Le Comité Nobel a rappelé qu’en 2005, Ahtisaari et l’organisme Crisis Management Initiative (CMI) qu’il avait fondé ont joué un rôle central dans la résolution de la question complexe de la candidature à l’indépendance de la province indonésienne de l’Aceh. Le CMI reçoit pour tâche d’amener à la table des négociations le gouvernement indonésien et les indépendantistes du Free Aceh Movement (GAM).

Le premier cycle de négociations, qui en fait la première entrevue directe entre les parties depuis mai 2003, a lieu à Helsinki en janvier 2005. D’autres pourparlers ont encore lieu en février, en avril et en mai.

Le CMI prépare alors un projet de protocole d’accord qui fait l’objet d’une cinquième entrevue en juillet. L’accord est signé le 5 août 2005. Le CMI suivra encore la phase de mise en œuvre de l’accord.

On ne peut pas plaire à tout le monde

Un homme en costume assis à un bureau est en train de mettre de l’ordre dans une pile de papiers.

Après être intervenu dans des contextes délicats, Ahtisaari a apporté des contributions significatives dans la résolution de différents conflits de par le monde.Photo : Tomas Whitehouse/CMI

Ahtisaari a également apporté une contribution exceptionnelle au règlement des conflits qui se sont produits en son temps en Irak, en Irlande du Nord, en Asie centrale et dans la Corne de l’Afrique. Bien entendu, ses solutions aux problématiques internationales n’étaient pas toujours du goût de tout le monde.

Ses détracteurs de l’époque s’étaient déclaré particulièrement mal à l’aise avec ses propositions sur le statut futur du Kosovo. A ce sujet, Yuri Deryabin, éminent diplomate russe et ancien ambassadeur de la Russie en Finlande, a écrit dans le journal finlandais Kaleva qu’Ahtisaari ne s’était pas vu décerner le Prix Nobel de la paix pour les négociations sur le Kosovo qu’il a menées.

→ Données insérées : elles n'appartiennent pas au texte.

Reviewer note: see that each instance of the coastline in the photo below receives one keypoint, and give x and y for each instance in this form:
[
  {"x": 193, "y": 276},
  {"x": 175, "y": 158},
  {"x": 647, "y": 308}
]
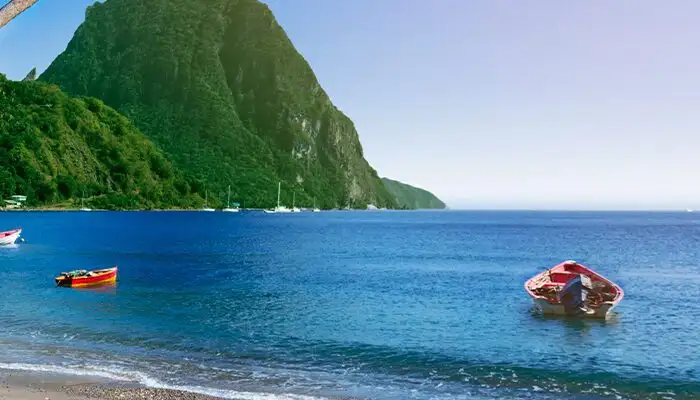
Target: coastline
[{"x": 22, "y": 385}]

Deryabin a estimé que Martti Ahtisaari avait sincèrement tenté de promouvoir la paix au Kosovo, et d’ajouter que ceux qui critiquaient les propositions du négociateur finlandais pour cette région ne les avaient probablement même pas lues. Monsieur Ahtisaari avait proposé une indépendance « conditionnelle » au Kosovo, qui aurait garanti à la minorité serbe des droits étendus.

De la valeur de la médiation

Un homme blanc et un homme noir, tous deux en costume-cravate, sourient à la caméra.

Le président Ahtisaari et l’ancien Secrétaire général de l’ONU Kofi Annan, avec qui Ahtisaari entretenait de bonnes relations d’amitié, s’étaient retrouvés à l’occasion d’un séminaire de CMI en 2017 à Helsinki.Photo : Riku Isohella/CMI

Entre ses activités en Namibie et au Kosovo, Martti Ahtisaari occupe les postes de sous-secrétaire des Nations unies pour l’administration et le management, de secrétaire d’Etat au ministère finlandais des Affaires étrangères et de président du groupe de travail sur la Bosnie-Herzégovine lors de la Conférence internationale de l’ONU sur l’ex-Yougoslavie.

Il a été membre du conseil d’administration de l’EastWest Institute, une institution basée à New York, ainsi que membre du groupe mixte de conseillers de l’Open Society Institute et des fondations Soros, qui interviennent dans divers pays. Il a été aussi président de la Balkan Children and Youth Foundation, du Global Action Council de l’International Youth Foundation ainsi que du comité directeur d’Interpeace.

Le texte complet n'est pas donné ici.